I think the technology is about 80% there. To my eye, the graphics and performance are the same as running the game locally.
Provided you have a good internet connection, if you could just run a AAA game off of your crummy computer or tv, why would you buy an expensive graphics card? It is definitely where things are going.
You can't just have a "good" internet connection. For some games the difference between 30ms and 100ms latency is a great experience vs being almost unplayable. This is not exaggeration, this is fact and millions of gamers who actually measure their ping will tell you the same.
The latency between peripheral input and visual feedback is much more important than the latency between a game client and server. The servers have all sorts of mitigation strategies to compensate. For inputs, it’s all on the human. Which feels bad.
> The servers have all sorts of mitigation strategies to compensate.
I haven't seen any papers where cloud gaming servers implement rollback logic on your inputs in behalf of the game developer.
Even assuming games that do support native rollback, most rollback netcode implicitly considers you're local to your game client, not in some relay box 7 frames or more in the past.
I was talking about clients and servers in the classic setup, not for cloud gaming.
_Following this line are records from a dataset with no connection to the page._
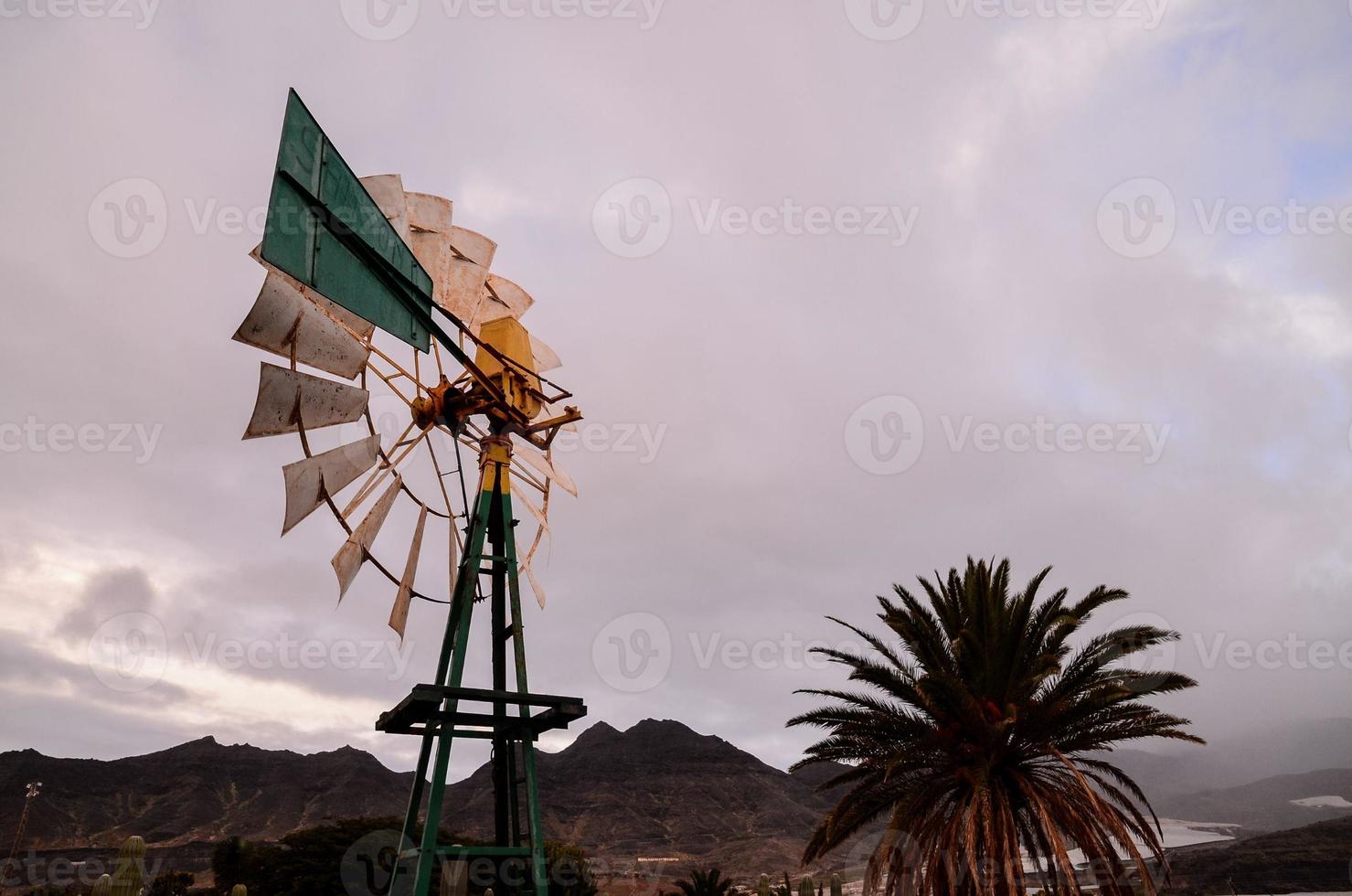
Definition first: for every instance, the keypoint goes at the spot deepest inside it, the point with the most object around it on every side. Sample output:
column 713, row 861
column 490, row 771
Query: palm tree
column 702, row 882
column 983, row 735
My parent was talking about game ping and I was pointing out that cloud services are even more sensitive since you’re not interacting with the game client locally.
The latency between a peripheral input and the visual feedback includes that latency between the client and server in a streaming scenario. The TV isn't smart enough to implement rollback netcode for every game.
Rocket League is an extremely twitchy game, especially in 1s. Several of the best 1s players in the world were playing from KSA for years on well over 100 ping. They were winning tournaments without a single loss against players on single-digit ping.
I think there's still a market for what you're describing, but in terms of players and revenue it seems like competitive multiplayer titles that don't require particularly beefy hardware and where network latency is especially important have become what's most popular and profitable.
For example looking at September's games by MAUs[1], #6, #10 and #17 seem like good fits for cloud gaming, but the rest seem like a bad fit for cloud with fairly benign recommended hardware and latency sensitivity. Developers seem to be aware and willing to target fairly modest hardware specs for these titles as well. For example the new CoD's recommended GPU requirements is a 1070 and previous game was a 1060, which matches up with Steam hardware surveys.[2]
Provided you have a good internet connection, if you could just run a AAA game off of your crummy computer or tv, why would you buy an expensive graphics card? It is definitely where things are going.